MMA Math: Does It Really Work?

Matt ScottCorrespondent IJuly 29, 2008

As most hardcore MMA fans will try and tell you, "MMA Math" is not applicable to the sport, as there are too many variables. For those of you unaware of the myth, it has to do with using fighters' previous victories and defeats in comparison in an attempt to predict the outcome of a match.

I would like to explore a different kind of MMA Math, one that has to do with the records of their previous opponents that they defeated. As I will demonstrate, the fighter with the best record is not always the one who wins the fights, but it is the fighter who holds wins over opponents with the best records (if that makes any sense). Let me try to explain.

Now bear in mind, I won't be using the fighters entire professional record. I am only interested in their record from fights inside the UFC.

Take UFC 86 for example.

Patrick Côté vs. Ricardo Almeida

The fighters that Cote has defeated inside the octagon had a combined UFC record of 6-2. (Winner)

Almedia's previous opponents had a combined UFC record of 2-2.

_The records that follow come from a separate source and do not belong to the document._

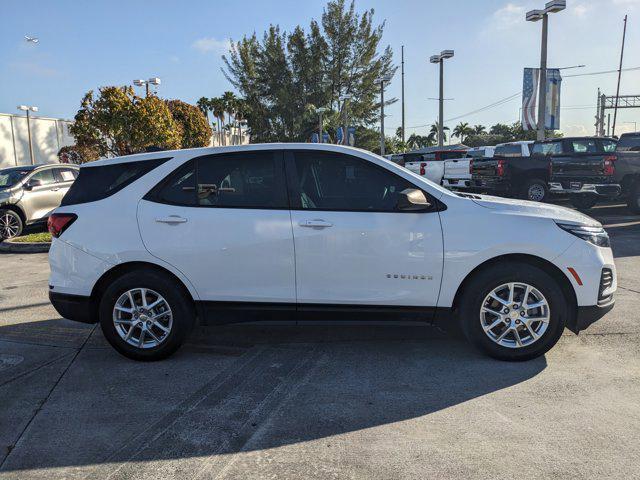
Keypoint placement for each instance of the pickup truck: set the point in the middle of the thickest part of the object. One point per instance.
(590, 169)
(431, 165)
(457, 171)
(512, 171)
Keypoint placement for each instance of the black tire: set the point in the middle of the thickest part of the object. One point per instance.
(180, 303)
(485, 282)
(633, 199)
(536, 190)
(584, 201)
(11, 224)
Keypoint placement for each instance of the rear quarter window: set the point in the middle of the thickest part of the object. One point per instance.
(97, 183)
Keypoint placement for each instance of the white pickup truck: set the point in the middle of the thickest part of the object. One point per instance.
(431, 165)
(457, 171)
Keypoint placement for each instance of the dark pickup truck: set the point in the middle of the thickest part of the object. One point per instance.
(513, 171)
(598, 168)
(585, 168)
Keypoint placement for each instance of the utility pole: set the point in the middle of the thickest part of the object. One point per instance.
(552, 6)
(320, 111)
(542, 95)
(615, 109)
(402, 70)
(381, 81)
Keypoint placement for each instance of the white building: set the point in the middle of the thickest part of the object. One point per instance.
(48, 135)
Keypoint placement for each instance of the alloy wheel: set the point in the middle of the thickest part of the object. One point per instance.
(9, 226)
(515, 315)
(142, 318)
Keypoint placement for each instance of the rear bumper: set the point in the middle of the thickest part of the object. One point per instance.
(73, 307)
(585, 316)
(456, 183)
(602, 189)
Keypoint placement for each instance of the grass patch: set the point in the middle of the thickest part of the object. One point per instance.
(34, 237)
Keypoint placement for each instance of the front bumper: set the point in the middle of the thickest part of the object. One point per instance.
(73, 307)
(585, 316)
(602, 189)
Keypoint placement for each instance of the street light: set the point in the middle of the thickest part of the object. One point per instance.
(145, 83)
(553, 6)
(27, 108)
(381, 81)
(440, 59)
(343, 99)
(320, 111)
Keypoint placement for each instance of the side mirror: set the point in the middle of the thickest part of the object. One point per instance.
(412, 200)
(31, 184)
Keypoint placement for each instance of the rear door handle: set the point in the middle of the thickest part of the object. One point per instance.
(171, 219)
(315, 224)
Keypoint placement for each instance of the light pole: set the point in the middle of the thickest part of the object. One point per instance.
(345, 136)
(381, 81)
(320, 111)
(553, 6)
(27, 108)
(440, 60)
(145, 83)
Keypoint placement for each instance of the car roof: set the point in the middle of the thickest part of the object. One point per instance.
(191, 152)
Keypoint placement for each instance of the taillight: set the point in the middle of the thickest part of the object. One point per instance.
(609, 165)
(59, 222)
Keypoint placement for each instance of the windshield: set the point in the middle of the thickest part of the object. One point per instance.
(8, 178)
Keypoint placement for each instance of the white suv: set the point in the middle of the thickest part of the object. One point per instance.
(148, 244)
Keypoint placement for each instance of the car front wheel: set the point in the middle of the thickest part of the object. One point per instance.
(513, 312)
(10, 224)
(144, 315)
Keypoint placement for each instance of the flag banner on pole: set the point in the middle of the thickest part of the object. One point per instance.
(530, 99)
(552, 113)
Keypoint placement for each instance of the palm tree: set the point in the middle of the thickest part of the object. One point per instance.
(216, 106)
(462, 130)
(434, 131)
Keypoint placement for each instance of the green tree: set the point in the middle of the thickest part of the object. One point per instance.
(194, 127)
(117, 122)
(282, 74)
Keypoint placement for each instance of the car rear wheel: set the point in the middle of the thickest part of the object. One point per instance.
(536, 190)
(513, 312)
(144, 315)
(584, 201)
(10, 224)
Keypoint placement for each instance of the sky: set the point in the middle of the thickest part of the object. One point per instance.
(87, 44)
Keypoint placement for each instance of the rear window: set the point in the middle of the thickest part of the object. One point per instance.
(513, 150)
(629, 143)
(96, 183)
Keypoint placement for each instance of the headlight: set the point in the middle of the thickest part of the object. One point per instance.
(595, 235)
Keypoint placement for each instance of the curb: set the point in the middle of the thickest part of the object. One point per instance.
(24, 247)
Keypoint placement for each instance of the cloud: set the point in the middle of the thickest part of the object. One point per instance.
(508, 16)
(35, 69)
(211, 45)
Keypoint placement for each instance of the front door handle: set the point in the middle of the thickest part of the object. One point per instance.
(171, 219)
(315, 224)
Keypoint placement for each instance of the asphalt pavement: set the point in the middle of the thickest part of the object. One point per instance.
(323, 401)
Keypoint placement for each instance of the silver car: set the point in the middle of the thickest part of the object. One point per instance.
(29, 193)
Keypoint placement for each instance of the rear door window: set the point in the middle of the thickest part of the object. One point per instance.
(511, 150)
(547, 148)
(45, 177)
(584, 145)
(65, 174)
(97, 183)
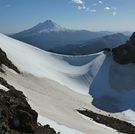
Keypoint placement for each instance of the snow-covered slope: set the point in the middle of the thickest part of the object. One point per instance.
(49, 81)
(74, 72)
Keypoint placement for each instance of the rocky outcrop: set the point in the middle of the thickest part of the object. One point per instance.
(16, 115)
(125, 53)
(119, 125)
(5, 61)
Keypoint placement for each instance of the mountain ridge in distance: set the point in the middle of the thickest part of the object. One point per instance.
(93, 45)
(48, 35)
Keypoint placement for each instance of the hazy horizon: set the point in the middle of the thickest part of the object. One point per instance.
(92, 15)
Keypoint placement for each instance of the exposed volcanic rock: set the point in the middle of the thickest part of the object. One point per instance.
(16, 115)
(119, 125)
(5, 61)
(125, 53)
(5, 84)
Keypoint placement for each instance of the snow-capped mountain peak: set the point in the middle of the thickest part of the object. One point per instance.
(47, 26)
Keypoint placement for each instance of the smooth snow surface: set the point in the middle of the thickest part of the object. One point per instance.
(76, 73)
(57, 85)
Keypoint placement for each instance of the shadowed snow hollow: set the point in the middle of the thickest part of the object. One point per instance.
(76, 73)
(110, 84)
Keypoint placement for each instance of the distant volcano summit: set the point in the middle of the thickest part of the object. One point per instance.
(46, 26)
(48, 35)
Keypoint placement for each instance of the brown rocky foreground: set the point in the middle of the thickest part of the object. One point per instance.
(119, 125)
(125, 53)
(16, 115)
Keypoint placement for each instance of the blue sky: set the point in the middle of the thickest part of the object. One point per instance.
(94, 15)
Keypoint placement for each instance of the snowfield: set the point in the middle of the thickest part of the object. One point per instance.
(57, 85)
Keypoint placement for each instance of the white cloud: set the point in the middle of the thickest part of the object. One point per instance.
(94, 4)
(7, 6)
(114, 13)
(107, 8)
(81, 7)
(93, 10)
(78, 1)
(100, 2)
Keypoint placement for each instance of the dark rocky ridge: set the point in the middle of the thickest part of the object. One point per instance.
(16, 115)
(119, 125)
(5, 61)
(125, 53)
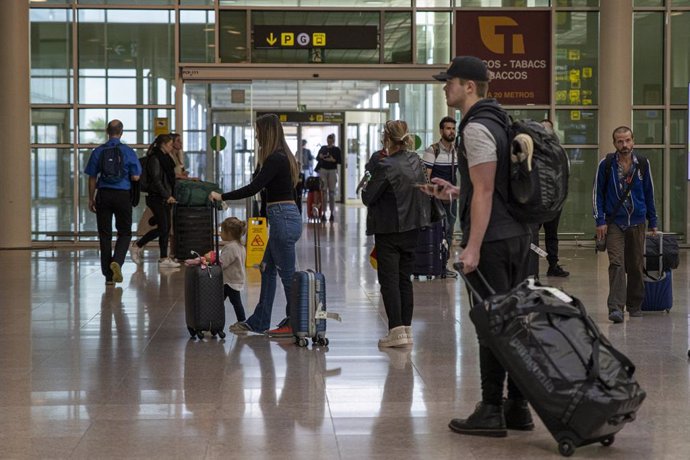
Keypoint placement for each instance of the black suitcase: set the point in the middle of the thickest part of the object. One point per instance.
(581, 387)
(308, 312)
(204, 296)
(431, 253)
(192, 230)
(657, 276)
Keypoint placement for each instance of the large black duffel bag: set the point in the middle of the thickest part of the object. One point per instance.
(582, 387)
(665, 244)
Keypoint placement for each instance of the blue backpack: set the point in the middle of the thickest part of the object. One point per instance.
(112, 165)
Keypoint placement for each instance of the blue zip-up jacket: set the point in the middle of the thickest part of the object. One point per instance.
(641, 192)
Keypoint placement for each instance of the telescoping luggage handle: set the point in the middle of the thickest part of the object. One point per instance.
(661, 258)
(317, 242)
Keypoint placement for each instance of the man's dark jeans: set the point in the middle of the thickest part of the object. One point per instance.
(111, 202)
(395, 263)
(503, 264)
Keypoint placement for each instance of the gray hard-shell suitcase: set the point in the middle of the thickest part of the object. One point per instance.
(308, 301)
(203, 294)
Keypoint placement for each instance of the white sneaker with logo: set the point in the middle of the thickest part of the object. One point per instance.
(167, 263)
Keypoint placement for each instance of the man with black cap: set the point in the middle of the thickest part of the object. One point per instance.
(492, 240)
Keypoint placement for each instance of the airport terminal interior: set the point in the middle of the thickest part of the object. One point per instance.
(95, 371)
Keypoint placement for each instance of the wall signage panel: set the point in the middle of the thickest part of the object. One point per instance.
(516, 45)
(308, 117)
(309, 37)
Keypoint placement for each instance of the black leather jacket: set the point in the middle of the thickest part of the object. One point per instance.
(393, 202)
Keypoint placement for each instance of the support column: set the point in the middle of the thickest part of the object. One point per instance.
(615, 70)
(15, 120)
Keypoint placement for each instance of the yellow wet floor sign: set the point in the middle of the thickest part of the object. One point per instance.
(257, 239)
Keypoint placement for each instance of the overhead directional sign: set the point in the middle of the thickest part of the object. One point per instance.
(309, 37)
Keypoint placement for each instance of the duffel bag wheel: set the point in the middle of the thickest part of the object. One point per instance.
(608, 441)
(566, 448)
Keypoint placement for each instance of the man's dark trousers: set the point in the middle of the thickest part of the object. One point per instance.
(112, 202)
(502, 264)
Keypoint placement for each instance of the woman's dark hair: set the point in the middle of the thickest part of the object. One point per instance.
(156, 144)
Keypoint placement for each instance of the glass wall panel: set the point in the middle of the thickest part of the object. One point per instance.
(680, 56)
(316, 18)
(648, 58)
(577, 58)
(126, 56)
(679, 189)
(648, 126)
(433, 37)
(577, 126)
(656, 165)
(679, 127)
(51, 56)
(127, 2)
(51, 126)
(501, 3)
(138, 124)
(52, 176)
(233, 34)
(577, 211)
(397, 48)
(197, 36)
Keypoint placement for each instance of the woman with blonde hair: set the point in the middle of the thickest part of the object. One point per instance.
(396, 211)
(277, 173)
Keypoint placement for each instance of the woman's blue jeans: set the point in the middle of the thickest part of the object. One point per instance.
(285, 228)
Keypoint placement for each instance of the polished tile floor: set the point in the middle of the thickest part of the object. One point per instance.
(93, 372)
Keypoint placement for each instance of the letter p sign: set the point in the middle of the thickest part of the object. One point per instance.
(495, 42)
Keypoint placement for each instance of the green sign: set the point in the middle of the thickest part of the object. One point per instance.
(218, 143)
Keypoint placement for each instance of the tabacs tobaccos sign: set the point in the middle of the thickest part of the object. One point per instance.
(516, 45)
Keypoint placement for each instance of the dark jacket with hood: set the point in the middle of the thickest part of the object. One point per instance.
(160, 171)
(501, 224)
(394, 204)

Joe Stevenson vs. Gleison Tibau

Stevenson: 11-5 (Winner)

Tibau: 1-1


Josh Koscheck vs. Chris Lytle

Koscheck: 14-5 (Winner)

Lytle: 0-4


Tyson Griffin vs. Marcus Aurelio

Griffin: 6-2 (Winner)

Aurelio: 0-1


Quinton Jackson vs. Forrest Griffin

Jackson: 17-3

Griffin: 4-5 (Winner)


...okay, so it can't predict every fight, but it really does have an extremely high success rate. Just thought I'd let you all in on it.